Mais il n’y a pas que du mou dans la courroie de transmission entre la décision d’agir et bon nombre de travaux produits par la Cour des comptes ou d’autres les instances de contrôle et de réflexion. Les interventions des inspections générales n’échappent pas au phénomène d’inflation des travaux sans pour autant que l’action administrative en sorte renforcée. Le dévoiement de leur intervention bien au-delà de leurs missions de contrôle puis d’évaluation, missions premières et fondamentales, est un trait caractéristique apparu dès les années 90.

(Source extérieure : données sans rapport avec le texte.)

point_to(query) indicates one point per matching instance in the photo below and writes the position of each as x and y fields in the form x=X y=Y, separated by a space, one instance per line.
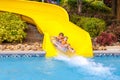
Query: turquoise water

En permettant aux membres des grands corps tels que les conseillers d’Etat, ceux de la Cour des comptes ou encore de l’inspection des finances de gérer directement de grands services d’administration centrale, de coordonner parfois des missions interministérielles, voire de représenter le gouvernement, la France se démarque des limites respectées par les pays comparables. Contrairement à ce qui se pratique couramment dans l’Hexagone, jamais un agent du General accounting office se verrait confier aux Etats-Unis une mission de gestion d’un service fédéral. Comme le relevait déjà dans les années 80 Marie-Christine Kessler, une telle situation serait vécue outre-Atlantique comme une hérésie au principe de séparation des pouvoirs3. En France, nul n’en parle.

 

(1) Iref, Les rapports de la Cour des comptes, beaucoup de bruit pour rien, 2014.

(2) 2003, 2009, 2013.

(3) Marie-Christine Kessler, directrice des études au Cnrs, Les grands corps de l’Etat, Presse de la Fondation nationale des sciences politiques, 1986.